Further north, any trade around the eastern rim of the Scar heading to the Crater Sea stops at the Soulhive to replenish supplies. Then it goes to the Technotheocracy of the Orbital War Gods, the Spire, or braves the Wizard's Waste to supply the Frozen Cryptlands. A north-south trip around the Scar will travel west from the Soulhive or the Technotheocracy, skirt the edge of the Antifossilized Necroforests, and stop at the Soul Pits and the Subterran Embassy before going south to the Glowing Lake.

The City of Domes has a faddish weakness for the beautiful, currently fuelled by tulip farmers in the Thorn Kingdoms and Metastasian meat-artisans. The carno-botany department of the Insulatan Academe now allows outside students' tuition to be paid in rare bulbs and tumors. While the tumor-trade is deeply illegal in a society that holds cleanliness sacrosanct, transgression only increases its luster.

The Crawling Cities have the most developed financial markets in Superterra, matched only by the Economancers of the Broken City and perhaps some Subterran regimes. Their practices of futures-trading have recently spread to the City of Domes, but have failed to take hold in the Soulhive (which refuses them on principle) and the Technotheocracy (which believes that the future is the domain of the priesthood and the Orbital War Gods, and therefore speculation is wholly immoral except by said caste).

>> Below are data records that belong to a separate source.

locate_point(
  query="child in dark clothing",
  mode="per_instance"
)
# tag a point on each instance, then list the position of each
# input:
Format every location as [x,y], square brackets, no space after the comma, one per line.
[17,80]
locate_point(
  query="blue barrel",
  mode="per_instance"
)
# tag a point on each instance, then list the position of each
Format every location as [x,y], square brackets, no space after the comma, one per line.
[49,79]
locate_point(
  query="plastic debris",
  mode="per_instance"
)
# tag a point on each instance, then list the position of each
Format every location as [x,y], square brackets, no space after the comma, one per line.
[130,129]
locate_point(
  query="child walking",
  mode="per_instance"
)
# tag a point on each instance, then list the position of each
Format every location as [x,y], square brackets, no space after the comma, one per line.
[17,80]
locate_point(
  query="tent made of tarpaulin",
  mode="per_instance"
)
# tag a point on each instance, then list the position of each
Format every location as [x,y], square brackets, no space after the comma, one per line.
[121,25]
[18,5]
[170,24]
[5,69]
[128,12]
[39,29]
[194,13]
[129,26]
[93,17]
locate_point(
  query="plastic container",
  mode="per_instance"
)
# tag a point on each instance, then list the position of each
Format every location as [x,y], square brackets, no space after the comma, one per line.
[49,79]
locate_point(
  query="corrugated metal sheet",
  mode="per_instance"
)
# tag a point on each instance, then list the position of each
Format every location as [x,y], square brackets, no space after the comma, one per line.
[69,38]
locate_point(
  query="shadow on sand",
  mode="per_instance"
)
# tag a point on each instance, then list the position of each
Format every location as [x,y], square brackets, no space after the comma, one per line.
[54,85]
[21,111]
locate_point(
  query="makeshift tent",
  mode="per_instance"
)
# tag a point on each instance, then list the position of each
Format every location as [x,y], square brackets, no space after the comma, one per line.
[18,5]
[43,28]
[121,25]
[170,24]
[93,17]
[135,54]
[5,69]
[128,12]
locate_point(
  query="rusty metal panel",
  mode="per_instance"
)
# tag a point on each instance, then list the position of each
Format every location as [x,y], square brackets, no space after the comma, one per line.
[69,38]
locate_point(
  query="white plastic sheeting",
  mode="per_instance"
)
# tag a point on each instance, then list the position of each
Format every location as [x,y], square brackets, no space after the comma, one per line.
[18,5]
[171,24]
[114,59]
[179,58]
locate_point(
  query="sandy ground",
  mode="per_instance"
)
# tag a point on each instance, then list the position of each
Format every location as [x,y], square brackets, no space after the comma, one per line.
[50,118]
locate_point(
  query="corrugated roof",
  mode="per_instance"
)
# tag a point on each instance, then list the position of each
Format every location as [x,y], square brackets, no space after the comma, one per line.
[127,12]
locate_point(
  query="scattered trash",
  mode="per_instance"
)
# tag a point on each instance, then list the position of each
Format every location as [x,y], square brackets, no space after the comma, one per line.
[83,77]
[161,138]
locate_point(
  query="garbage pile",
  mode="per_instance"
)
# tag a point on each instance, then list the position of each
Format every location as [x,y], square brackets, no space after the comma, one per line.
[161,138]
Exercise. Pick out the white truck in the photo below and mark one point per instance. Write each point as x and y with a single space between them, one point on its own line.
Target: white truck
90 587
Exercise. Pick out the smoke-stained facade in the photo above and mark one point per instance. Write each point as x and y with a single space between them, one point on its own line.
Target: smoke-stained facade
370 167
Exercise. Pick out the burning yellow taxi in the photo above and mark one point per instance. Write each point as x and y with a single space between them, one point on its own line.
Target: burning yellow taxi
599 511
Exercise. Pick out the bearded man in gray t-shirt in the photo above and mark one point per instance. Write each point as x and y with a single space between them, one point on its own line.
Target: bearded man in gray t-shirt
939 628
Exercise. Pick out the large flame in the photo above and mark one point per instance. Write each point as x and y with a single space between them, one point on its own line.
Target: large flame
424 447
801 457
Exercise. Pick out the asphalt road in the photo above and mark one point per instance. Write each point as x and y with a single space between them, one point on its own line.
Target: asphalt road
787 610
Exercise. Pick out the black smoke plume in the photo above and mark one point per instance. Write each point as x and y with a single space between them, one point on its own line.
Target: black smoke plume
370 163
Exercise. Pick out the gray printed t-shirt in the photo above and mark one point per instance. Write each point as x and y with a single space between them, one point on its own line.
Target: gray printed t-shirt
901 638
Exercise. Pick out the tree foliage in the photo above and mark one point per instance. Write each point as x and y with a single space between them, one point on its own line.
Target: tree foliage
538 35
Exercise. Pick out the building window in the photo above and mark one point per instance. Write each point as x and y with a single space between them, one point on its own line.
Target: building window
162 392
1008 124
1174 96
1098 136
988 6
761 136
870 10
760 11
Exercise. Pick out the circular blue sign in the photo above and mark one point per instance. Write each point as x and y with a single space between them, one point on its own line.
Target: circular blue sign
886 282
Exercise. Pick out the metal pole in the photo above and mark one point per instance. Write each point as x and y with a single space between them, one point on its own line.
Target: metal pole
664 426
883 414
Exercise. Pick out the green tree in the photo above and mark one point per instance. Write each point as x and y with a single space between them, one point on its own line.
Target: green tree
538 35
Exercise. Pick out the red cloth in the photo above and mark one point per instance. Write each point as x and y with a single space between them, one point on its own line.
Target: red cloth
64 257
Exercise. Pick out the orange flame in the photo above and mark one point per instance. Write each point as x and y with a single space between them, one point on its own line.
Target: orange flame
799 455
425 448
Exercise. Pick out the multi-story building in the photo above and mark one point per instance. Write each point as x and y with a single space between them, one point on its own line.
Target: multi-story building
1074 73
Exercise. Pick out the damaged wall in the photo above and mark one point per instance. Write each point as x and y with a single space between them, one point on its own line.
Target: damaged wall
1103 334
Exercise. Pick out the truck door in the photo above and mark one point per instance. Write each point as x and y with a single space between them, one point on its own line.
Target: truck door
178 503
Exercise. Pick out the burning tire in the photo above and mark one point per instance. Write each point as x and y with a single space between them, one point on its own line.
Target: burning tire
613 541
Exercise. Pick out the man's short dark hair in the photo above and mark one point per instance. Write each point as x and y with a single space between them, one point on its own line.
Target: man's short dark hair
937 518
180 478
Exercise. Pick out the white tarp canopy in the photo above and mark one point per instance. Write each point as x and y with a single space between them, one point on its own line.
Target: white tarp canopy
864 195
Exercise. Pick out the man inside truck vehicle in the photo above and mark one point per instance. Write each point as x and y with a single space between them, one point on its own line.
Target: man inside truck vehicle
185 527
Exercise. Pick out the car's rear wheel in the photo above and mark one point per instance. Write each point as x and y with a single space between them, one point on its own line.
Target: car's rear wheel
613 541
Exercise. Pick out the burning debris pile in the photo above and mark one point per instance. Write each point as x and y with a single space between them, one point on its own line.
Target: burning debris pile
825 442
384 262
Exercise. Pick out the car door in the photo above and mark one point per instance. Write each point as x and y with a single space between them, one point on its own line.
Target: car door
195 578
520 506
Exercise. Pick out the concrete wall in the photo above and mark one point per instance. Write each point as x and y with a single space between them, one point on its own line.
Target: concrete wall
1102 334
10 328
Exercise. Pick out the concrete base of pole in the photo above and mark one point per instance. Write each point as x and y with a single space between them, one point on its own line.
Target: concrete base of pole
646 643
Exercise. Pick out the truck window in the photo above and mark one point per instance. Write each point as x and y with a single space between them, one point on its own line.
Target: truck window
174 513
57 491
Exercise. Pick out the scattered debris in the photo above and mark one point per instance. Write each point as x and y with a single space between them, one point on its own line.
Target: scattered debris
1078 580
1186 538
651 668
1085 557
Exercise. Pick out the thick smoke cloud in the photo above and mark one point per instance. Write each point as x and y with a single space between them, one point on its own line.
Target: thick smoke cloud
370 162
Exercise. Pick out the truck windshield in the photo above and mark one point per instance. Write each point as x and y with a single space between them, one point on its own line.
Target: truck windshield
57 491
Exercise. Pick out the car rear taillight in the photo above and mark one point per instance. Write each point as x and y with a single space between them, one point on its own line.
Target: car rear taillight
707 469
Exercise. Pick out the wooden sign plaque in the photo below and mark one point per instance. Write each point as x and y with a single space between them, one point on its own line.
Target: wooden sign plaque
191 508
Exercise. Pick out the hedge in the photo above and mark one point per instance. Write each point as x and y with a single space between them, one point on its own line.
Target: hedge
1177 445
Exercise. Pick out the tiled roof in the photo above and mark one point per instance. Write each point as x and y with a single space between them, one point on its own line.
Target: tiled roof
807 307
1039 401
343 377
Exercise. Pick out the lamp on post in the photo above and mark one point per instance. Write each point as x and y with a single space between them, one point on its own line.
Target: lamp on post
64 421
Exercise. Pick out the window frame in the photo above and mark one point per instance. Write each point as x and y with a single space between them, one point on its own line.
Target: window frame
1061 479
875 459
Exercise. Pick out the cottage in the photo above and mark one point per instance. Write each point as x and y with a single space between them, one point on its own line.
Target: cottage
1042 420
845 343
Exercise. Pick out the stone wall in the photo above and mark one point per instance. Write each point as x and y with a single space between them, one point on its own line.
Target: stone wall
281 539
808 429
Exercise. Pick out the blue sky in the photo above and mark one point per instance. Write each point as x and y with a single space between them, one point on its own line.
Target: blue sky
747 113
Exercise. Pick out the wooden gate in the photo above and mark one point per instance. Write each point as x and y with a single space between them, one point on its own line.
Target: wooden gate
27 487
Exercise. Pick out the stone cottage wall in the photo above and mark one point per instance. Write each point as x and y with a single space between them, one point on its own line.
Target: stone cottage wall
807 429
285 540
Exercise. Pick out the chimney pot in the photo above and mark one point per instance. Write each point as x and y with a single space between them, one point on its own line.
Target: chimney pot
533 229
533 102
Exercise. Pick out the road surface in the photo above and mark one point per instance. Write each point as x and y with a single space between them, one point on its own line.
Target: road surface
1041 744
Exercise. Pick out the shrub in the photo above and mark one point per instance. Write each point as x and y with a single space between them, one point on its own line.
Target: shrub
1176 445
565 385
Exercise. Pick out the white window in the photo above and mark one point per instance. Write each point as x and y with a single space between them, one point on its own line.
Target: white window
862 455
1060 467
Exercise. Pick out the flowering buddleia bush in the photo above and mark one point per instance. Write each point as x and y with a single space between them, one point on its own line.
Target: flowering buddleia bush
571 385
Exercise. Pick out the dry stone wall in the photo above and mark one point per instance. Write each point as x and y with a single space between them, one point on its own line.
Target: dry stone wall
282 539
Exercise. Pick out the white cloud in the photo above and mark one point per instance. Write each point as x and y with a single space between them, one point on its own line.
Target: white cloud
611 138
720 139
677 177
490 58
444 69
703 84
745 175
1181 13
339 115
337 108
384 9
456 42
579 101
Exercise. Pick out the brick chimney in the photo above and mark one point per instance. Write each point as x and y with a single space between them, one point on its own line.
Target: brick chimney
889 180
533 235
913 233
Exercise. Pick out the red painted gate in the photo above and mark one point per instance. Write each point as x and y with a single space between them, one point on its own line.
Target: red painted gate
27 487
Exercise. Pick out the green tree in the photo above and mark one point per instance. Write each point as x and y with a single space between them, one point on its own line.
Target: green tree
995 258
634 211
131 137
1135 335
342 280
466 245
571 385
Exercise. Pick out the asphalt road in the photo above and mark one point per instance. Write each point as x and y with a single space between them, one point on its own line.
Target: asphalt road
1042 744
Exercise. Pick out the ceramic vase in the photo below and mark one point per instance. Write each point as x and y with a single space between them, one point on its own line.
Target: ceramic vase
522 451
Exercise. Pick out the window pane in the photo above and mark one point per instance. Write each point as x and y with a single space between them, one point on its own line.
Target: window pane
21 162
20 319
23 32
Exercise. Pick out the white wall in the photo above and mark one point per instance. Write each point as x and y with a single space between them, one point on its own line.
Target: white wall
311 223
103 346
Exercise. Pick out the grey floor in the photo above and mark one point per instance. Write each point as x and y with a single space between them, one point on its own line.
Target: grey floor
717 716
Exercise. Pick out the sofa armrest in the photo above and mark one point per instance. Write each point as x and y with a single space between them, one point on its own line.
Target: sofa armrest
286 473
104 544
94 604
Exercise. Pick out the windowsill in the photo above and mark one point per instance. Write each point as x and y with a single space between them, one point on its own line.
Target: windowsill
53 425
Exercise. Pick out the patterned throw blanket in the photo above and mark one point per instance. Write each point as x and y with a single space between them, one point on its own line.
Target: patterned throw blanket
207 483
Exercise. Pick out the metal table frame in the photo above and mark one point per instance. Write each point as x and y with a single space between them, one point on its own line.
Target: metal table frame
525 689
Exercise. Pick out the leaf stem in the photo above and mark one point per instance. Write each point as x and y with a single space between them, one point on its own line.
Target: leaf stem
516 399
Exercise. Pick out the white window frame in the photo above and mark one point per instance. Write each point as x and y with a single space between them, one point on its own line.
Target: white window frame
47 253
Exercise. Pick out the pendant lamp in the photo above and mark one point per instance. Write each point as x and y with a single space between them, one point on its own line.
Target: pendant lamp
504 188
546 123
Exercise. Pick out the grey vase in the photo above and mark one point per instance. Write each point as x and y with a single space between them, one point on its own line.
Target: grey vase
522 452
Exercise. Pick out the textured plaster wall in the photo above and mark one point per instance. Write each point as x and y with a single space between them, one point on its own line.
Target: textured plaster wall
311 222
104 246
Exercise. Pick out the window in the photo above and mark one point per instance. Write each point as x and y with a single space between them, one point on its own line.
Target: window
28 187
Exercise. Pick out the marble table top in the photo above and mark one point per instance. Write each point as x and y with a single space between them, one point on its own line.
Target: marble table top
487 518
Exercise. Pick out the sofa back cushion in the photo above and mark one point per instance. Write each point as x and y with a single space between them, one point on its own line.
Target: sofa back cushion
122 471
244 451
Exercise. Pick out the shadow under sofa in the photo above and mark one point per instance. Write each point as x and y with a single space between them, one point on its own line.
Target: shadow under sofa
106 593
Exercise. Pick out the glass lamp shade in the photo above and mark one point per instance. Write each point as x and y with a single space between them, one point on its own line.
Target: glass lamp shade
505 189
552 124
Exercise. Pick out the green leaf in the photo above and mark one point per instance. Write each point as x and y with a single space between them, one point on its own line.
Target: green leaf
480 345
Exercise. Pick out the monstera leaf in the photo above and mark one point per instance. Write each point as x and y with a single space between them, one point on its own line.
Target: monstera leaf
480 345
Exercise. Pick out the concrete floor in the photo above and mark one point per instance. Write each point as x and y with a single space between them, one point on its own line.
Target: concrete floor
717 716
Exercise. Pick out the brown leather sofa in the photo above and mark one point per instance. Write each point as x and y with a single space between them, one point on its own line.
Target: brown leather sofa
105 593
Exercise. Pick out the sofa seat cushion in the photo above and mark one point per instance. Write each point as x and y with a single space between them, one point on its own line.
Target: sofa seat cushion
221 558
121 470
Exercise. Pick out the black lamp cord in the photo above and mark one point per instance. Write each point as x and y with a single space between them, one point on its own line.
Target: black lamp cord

There is ample room in this paradigm for enterprising smugglers, pirates, soldiers-of-fortune, merchant-adventurers, con artists, and speculators - and that's only scratching the surface of the perennial parasitic industries that crop up around developing markets. Explorers plumb the depths of the Junk Sea for ancient relics that will buy them entire towns. Defrosted refugees from the darkest periods of Old World history make their way south from the Frozen Cryptlands, awakened into a world that looks perhaps too familiar. The Dragon Empire encroaches on Orbital War God-fearing subjugated territories of the Technotheocracy, and cries are raised across the Crater Sea for something to be done. All the while, angels moulder in their launch cradles, gods twinkle in the night sky, souls scream in torment as their coinage changes hands, and the many oozing hearts of Subterra beat faster, seeking blessed, cursed light.

3 comments:

  1. > Angels moulder in their launch cradles

    Nice. Very, very nice.

    ReplyDelete
  2. Very evocative and flavorful post. I was spitballing using Chris McDowall's Electric Bastionland system to run a campaign in this setting.
    Something that I think would be necessary would be some sort of radiation mechanic, given how prevalent it is. In Bastionland, I was thinking Ability score damage, followed by increasing a radiation score that makes your rolls on a table of mutations more likely to get severe mutations.
    But it's just a theory craft-what would you do?

    ReplyDelete
  3. The sense of place is so thick you can chew on it. I could see Rowan, Rook, and Decard's Heart running this very easily.